William & Edward Chapman – Lambton Chain Locomotive

William Chapman had already demonstrated his chain locomotive on the Lambton waggonway and John Buddle, who also happened to be the viewer of the Lambton Colliery, got the agreement of the board to order a locomotive and to convert the whole of the system to iron rails and to lay a chain.

The locomotive was built by Phineas Crowther and was an eight wheel joint chain and adhesion locomotive. The trials dragged on as the waggonway was only converted slowly and in the end the locomotive was laid aside. The waggonway was redesigned to use self-acting inclines and stationary engines.

This locomotive was later sent to Heaton and rebuilt as Heaton II (see later 1820, William Chapman / John Buddle – Heaton Locomotive ‘Heaton II’)


William Brunton – Crich Mechanical Traveller

The question of obtaining enough friction from the driving wheels of a steam locomotive was occupying the minds of many and in May 1813 Brunton patented the idea of using mechanical legs to provide the traction by pushing the locomotive along.

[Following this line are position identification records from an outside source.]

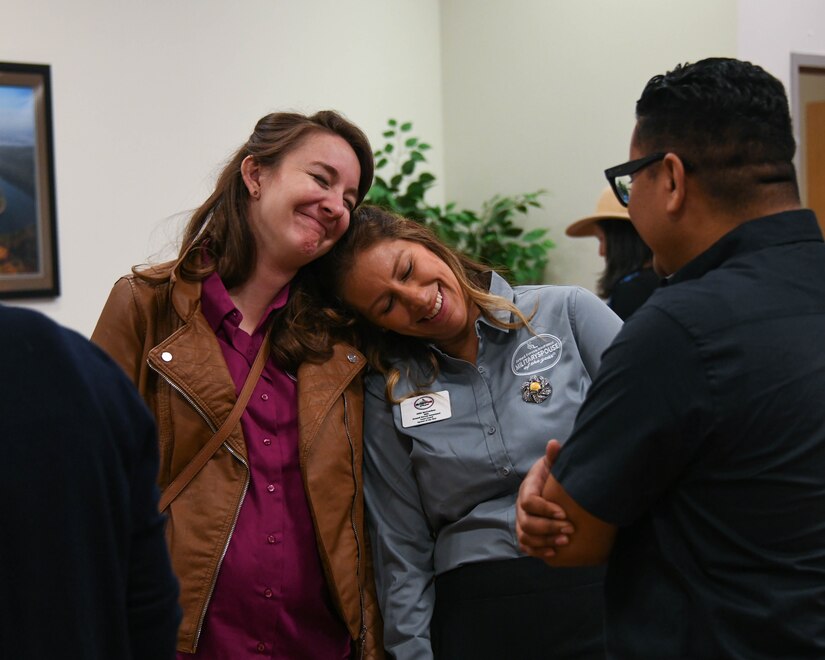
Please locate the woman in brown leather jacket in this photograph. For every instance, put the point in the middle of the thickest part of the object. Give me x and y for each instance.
(267, 536)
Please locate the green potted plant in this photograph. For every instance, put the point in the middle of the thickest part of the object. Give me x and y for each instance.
(490, 236)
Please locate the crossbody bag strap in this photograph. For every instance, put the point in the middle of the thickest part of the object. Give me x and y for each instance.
(208, 450)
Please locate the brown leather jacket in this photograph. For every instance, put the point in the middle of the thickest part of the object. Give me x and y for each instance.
(163, 342)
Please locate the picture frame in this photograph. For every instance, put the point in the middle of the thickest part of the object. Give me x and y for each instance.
(28, 216)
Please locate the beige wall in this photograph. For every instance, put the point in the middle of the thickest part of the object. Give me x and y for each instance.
(151, 96)
(541, 94)
(514, 95)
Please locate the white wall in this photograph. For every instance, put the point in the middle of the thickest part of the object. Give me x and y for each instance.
(514, 95)
(541, 94)
(150, 97)
(770, 30)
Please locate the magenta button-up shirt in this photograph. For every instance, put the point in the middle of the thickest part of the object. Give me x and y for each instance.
(270, 598)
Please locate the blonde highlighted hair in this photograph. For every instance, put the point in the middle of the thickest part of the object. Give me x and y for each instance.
(383, 348)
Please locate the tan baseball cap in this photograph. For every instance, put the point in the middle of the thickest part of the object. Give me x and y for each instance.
(607, 208)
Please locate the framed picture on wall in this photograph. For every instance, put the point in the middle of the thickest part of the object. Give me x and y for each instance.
(28, 222)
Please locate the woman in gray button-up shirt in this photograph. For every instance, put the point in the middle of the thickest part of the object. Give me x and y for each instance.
(470, 380)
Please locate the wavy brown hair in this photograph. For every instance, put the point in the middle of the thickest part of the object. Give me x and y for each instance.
(384, 348)
(219, 229)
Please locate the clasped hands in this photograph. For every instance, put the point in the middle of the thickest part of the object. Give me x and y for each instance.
(541, 525)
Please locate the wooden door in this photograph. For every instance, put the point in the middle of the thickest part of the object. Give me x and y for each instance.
(815, 159)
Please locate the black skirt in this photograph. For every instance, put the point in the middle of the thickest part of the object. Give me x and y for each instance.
(519, 609)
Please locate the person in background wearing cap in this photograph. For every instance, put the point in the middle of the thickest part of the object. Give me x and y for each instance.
(628, 278)
(695, 466)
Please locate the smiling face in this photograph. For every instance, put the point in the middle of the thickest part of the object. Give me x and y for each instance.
(301, 207)
(404, 287)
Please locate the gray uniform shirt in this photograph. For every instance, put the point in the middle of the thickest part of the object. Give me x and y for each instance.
(441, 479)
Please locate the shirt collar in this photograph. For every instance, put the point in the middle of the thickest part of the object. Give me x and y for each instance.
(500, 287)
(218, 307)
(770, 230)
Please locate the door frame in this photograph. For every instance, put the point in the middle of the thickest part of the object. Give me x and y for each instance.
(799, 63)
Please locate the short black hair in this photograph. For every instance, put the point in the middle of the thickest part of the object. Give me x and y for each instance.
(728, 120)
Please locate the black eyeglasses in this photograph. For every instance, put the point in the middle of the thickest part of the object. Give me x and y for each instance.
(620, 177)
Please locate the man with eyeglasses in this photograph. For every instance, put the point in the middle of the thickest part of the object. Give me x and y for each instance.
(696, 467)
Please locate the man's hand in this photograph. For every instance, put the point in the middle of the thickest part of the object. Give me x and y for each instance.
(541, 526)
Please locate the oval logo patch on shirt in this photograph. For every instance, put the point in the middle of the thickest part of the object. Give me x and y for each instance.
(535, 355)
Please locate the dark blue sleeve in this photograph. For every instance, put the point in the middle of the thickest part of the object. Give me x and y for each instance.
(644, 420)
(83, 562)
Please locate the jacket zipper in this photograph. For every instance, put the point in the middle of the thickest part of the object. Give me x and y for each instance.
(212, 427)
(362, 637)
(225, 547)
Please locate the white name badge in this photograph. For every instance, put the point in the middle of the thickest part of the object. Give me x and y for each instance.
(425, 408)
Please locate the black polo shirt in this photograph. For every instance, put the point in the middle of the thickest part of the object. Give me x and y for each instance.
(703, 439)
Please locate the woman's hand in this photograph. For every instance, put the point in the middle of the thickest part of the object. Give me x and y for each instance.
(541, 526)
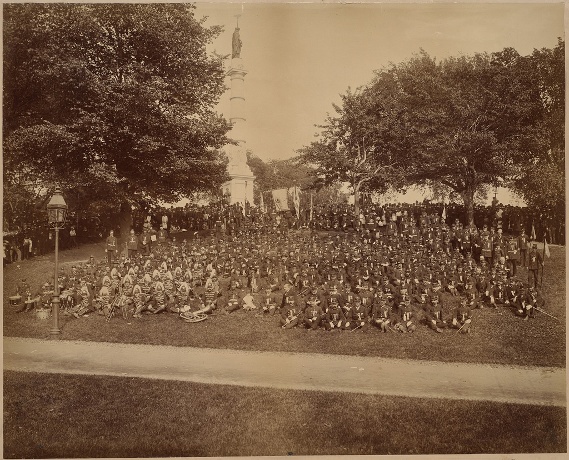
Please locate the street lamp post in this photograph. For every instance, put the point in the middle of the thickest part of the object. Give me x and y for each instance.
(56, 211)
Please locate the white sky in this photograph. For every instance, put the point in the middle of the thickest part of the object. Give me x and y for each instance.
(300, 57)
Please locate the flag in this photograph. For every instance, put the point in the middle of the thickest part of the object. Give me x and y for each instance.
(262, 204)
(296, 200)
(280, 199)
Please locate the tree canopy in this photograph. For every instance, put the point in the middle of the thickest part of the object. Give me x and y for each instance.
(114, 101)
(465, 122)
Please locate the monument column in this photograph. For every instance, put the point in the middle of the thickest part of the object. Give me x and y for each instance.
(240, 187)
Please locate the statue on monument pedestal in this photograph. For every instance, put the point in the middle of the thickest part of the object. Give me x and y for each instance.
(236, 44)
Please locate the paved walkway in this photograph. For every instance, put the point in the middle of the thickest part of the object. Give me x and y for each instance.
(525, 385)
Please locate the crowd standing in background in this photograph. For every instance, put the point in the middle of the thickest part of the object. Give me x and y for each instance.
(36, 238)
(392, 271)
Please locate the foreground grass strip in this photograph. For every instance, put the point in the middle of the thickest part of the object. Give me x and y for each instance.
(49, 415)
(498, 336)
(292, 371)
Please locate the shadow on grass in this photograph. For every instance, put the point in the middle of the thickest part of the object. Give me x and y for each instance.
(49, 415)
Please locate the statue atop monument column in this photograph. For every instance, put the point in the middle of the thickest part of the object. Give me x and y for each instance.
(236, 44)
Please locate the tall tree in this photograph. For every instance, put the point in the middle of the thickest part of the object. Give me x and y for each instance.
(467, 119)
(360, 144)
(118, 97)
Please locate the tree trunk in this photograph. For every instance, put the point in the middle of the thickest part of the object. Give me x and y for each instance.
(125, 223)
(468, 200)
(357, 202)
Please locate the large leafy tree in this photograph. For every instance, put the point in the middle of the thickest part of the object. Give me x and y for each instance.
(361, 144)
(114, 98)
(468, 119)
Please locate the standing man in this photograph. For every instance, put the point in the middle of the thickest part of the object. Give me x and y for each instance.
(132, 244)
(111, 248)
(513, 255)
(523, 246)
(534, 262)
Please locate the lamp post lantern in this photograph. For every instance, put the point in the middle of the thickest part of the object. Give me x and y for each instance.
(56, 211)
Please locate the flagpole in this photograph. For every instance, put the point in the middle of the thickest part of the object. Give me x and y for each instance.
(543, 260)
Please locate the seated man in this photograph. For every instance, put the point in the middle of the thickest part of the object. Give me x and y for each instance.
(290, 313)
(359, 316)
(313, 314)
(382, 314)
(462, 318)
(434, 315)
(334, 316)
(406, 318)
(269, 301)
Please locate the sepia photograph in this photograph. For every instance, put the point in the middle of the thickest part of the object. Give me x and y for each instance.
(284, 229)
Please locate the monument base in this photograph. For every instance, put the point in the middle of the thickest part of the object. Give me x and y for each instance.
(239, 189)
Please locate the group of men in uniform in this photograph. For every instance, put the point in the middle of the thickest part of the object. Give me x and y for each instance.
(409, 274)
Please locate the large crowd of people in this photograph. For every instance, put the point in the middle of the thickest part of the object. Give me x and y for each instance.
(408, 272)
(33, 238)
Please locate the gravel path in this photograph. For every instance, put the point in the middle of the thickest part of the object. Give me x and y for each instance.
(515, 384)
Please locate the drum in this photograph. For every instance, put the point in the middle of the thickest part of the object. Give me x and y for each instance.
(15, 300)
(43, 313)
(30, 304)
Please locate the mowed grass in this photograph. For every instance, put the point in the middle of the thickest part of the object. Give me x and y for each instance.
(498, 336)
(51, 415)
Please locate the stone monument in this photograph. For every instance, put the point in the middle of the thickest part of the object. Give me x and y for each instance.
(240, 187)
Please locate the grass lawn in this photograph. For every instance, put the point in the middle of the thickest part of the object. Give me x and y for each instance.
(50, 415)
(498, 336)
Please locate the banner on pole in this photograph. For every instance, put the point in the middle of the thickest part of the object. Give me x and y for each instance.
(280, 199)
(262, 203)
(295, 193)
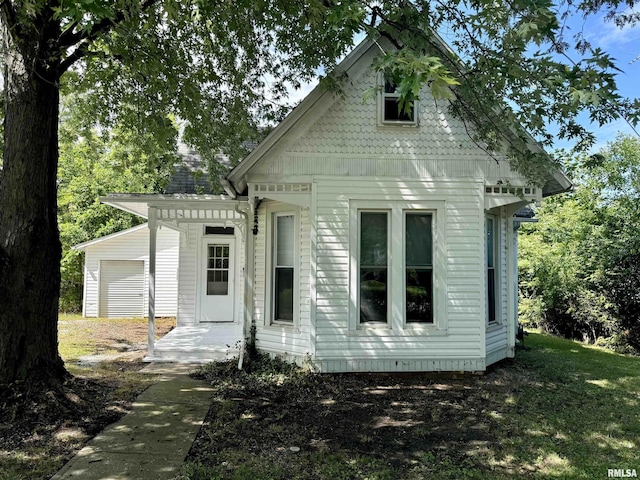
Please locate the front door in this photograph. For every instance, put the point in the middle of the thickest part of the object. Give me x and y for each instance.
(216, 280)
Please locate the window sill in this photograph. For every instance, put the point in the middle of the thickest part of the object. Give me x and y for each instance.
(283, 326)
(494, 327)
(391, 125)
(407, 331)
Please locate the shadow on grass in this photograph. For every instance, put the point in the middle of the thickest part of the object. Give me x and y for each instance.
(560, 410)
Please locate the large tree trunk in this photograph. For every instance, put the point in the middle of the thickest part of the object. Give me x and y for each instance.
(30, 248)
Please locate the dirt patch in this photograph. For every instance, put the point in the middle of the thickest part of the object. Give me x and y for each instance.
(382, 423)
(43, 428)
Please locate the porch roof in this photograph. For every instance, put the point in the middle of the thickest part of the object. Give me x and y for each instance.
(139, 203)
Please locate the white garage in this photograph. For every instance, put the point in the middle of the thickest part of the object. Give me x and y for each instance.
(121, 291)
(116, 273)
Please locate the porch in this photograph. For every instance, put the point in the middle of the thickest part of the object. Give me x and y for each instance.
(198, 344)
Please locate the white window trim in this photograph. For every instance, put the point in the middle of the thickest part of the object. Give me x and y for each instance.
(497, 235)
(385, 324)
(382, 95)
(396, 318)
(271, 212)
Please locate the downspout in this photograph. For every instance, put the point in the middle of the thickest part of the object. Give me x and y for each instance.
(153, 229)
(231, 191)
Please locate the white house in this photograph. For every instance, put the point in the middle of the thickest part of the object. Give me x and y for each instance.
(116, 274)
(354, 236)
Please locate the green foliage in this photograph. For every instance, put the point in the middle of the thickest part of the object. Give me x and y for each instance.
(93, 164)
(522, 419)
(580, 265)
(225, 68)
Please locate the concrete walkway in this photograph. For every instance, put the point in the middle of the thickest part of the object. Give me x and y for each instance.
(151, 441)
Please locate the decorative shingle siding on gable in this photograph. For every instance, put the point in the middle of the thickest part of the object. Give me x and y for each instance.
(347, 140)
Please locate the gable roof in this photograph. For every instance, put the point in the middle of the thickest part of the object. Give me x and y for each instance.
(84, 245)
(189, 176)
(235, 182)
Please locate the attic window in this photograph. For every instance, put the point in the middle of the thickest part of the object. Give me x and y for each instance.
(391, 113)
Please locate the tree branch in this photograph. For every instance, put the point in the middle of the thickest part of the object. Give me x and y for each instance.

Brunton built a locomotive with mechanical legs at Butterley, Derbyshire, where he was an engineer. The locomotive had a single cylinder, 6 inches in diameter with a stroke of 24 inches, set into the rear of the boiler operating jointed legs giving a step of 26 inches. The pressure was normally 40-45 pounds per square inch and the whole locomotive weighed 2.25 tons. The cost of £240 was charged to Brunton.

Bruntons Mechanical Traveller
Schematic Drawing of Bruntons Mechanical Traveller.

The locomotive worked as follows. A horizontal cylinder is connected to one of the legs at the knee. When the piston is driven back, it presses the leg against the ground, and thus propels the engine forward. As the engine advances, the leg straightens and as the limit of the step is reached it causes the arm above to rise; this pulls a cord, which lifts the foot from the ground. The action of the other leg is similar, but the motion is derived from the first leg not the cylinder. A rod attached above the knee of the first leg is connected to a toothed rack. This rotates a cogwheel on the centreline of the boiler, which operates a rack on the other side with a rod from this attached to the second leg. When the piston is driven out and pushes the first leg, the left rack is drawn backward, turning the cogwheel, which pulls the right rack forward, and operates on the second leg in the same way as the piston-rod does on the first one, and thus the legs take alternate steps, and walks the engine forward.

The locomotive was set to work on the plateway that connected the Crich limeworks, owned by the Butterley Company, to the Cromford Canal at Amber Wharf. The plateway was 1.25 miles long with a gradient of 1 in 50 towards the canal. This experimental locomotive worked well but showed some changes needed to be made.